24/1960 tentang Pengusutan, Penuntutan, dan Pemeriksaan Tindak Pidana Korupsi,
tidak berarti apa karena harus dihadapkan dengan sistem kekuasaan yang
terpusat. Sanksi hukum maksimum
12 tahun atau denda maksimum satu juta rupiah berdasarkan
perpu tersebut seolah-olah seperti macan
ompong, terlihat seram, tetapi tetap tidak mebahayakan dan tidak menghasilkan
efek jera kepada para koruptor.
Begitu
pula di pada era Orde Baru, UU
No 3/ 1971 tentang Pemberantasan Korupsi yang mengancam tindak korupsi dengan penjara maksimum seumur hidup, plus denda maks. 30 juta rupiah disebut-sebut
sebagai hukuman terberat di Asia Tenggara.

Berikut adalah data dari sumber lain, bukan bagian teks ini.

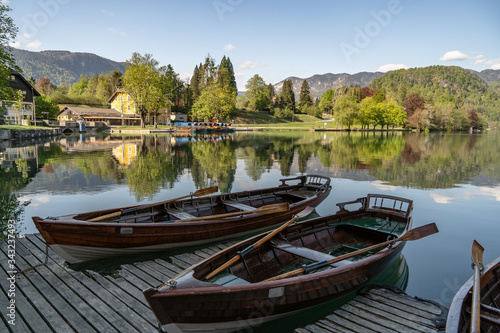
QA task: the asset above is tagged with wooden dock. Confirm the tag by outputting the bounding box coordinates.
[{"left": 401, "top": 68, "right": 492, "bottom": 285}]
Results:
[
  {"left": 0, "top": 233, "right": 236, "bottom": 333},
  {"left": 295, "top": 284, "right": 448, "bottom": 333},
  {"left": 2, "top": 234, "right": 448, "bottom": 333}
]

Namun, hingga jatuhnya Orde Baru, UU tersebut tidak memberikan
kontribusi menonjol dalam pemberantasan korupsi dan tidak seorangpun yang
dijatuhi hukuman penjara seumur hidup, bahkan lebih mengerikan lagi Rezim Orde Baru sendiri dijatuhkan gelombang Reformasi karena isu Kolusi, Korupsi, dan Nepotisme (KKN)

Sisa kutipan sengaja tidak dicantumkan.